Are you asking if it’s a good idea?
Or are you curious about opinions?
My wife and I have made legal living wills, that stipulate extreme measures are not to be taken to keep me/us alive. I’m 67, still get around pretty, though I can certainly feel the diminishing like never before. These days four, five hours of moderately heavy (I no longer do “heavy”) physical work has me taking a nap.
When I get to the point I’m bed ridden and my mind no longer remembers and my lofty musings and desire get it written down as well as I can muster, fade into a sea of confusion, I’ll be ready to die and enter the sanctuary of eternal deep dark sleep.
I don’t want to keep hospital machines pumping some artificial life into me, when there are young accident victims who can be saved and brought back to health to continue their lives with those resources being squandered on my old and spent body - I want them to have the benefit diminishing resources. (I’ve even had this discussion with my daughters: I’ve lived my life, and beat some big odds, I’m content, heck amazed with my life, even within my frustration with so much around me, when I’m gone, it’s okay miss me, but don’t mourn me.)
My life has been all about activity, engaging with living and families and experiencing the range of emotions our sensual bodies possess.
I was not born to be a vegetable, if I become one, please, please, please, let my spirit go!
Not sure how it is in France, but there are very few places where you can go and just say you want to die and take something to make it happen.

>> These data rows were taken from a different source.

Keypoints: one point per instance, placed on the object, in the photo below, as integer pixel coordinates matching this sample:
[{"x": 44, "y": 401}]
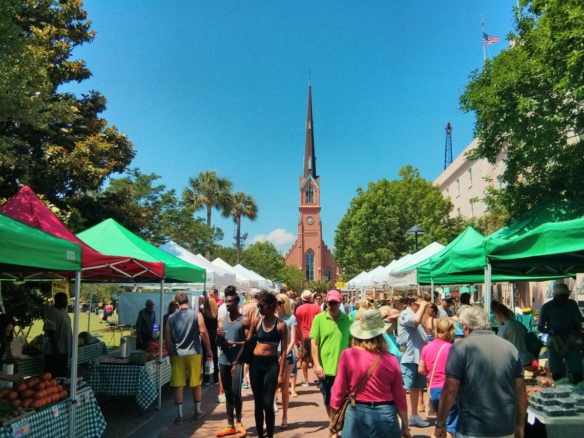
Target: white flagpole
[{"x": 483, "y": 39}]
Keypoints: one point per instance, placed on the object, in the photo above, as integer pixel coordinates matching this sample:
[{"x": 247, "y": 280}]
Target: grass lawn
[{"x": 95, "y": 328}]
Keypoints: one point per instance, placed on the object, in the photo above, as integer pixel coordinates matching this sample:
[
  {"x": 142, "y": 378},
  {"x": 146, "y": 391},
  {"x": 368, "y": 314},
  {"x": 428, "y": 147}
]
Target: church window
[
  {"x": 309, "y": 265},
  {"x": 309, "y": 195}
]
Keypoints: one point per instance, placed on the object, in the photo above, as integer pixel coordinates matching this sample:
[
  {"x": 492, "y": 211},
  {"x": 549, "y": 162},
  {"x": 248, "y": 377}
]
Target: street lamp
[{"x": 415, "y": 230}]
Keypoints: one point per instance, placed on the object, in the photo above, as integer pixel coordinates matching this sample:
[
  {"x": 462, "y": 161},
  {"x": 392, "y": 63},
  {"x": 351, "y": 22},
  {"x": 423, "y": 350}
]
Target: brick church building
[{"x": 309, "y": 252}]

It’s not that different from an abortion, it should be between you and your doctor. The problem with requiring a life threatening disease is that there are some really bad diseases that don’t have a “death date” that can be predicted. Compounding that, a disease like dementia takes away your ability to express any kind of logic and reason. Or, even if one day you feel like starting a program of starving yourself, you’ll probably forget it once you get hungry. So, people around you would have to take on the responsibility, and that gets into deep legal waters.
The best advice I know of currently is to record your wishes while you are of sound mind. Let as many people you know as possible, that you don’t want to live that way. There is no legal document that covers this.
Perhaps slightly overstated, though I agree with you and Morgan for the most part.
And yes, it’s important your family and significant others are aware of your wishes. My wife saw a nifty thing a few years ago and bought us each a organizational book: “I’m Dead, now what” where we’ve recorded important information and copies of important documents, to make things easier for those we leave behind.
This is a moral debate rather than a scientific debate. Euthanasia is rarely necessary as all of the diseases humans die from will eventually finish the job and it is not difficult for a person to create a living will, as Citzenschallenge noted. People are rarely kept alive beyond all hope.
The issue is really about the individual having control over when and how they die – e.g. avoiding suffering or humiliation – and if that is the right thing to do.
A missing element today is the ability to have conversation at all. The legal problems of letting a dementia patient starve are bad enough, and if there is no record of the person desiring such actions, it’s not possible to do it openly.
“End of life” is currently defined as having 6 months, maybe a year, to live, with physical pain. There are a lot ways to be alive that none of us would wish to be in, that don’t fit that.
The French constitutional court is going to judge a very interesting case.
A patient had written a living will, saying that in any case, he should be maintained artificially, whatever be is condition.
He has been victim of an accident and is maintained artificially, his brain being no functional.
Paragraph 3 of Article L. 1111-11 of the Public Health Code provides that advance directives are binding on doctors except when they “appear manifestly inappropriate or not in accordance with the medical situation”.
The family argues that this exception is unconstitutional.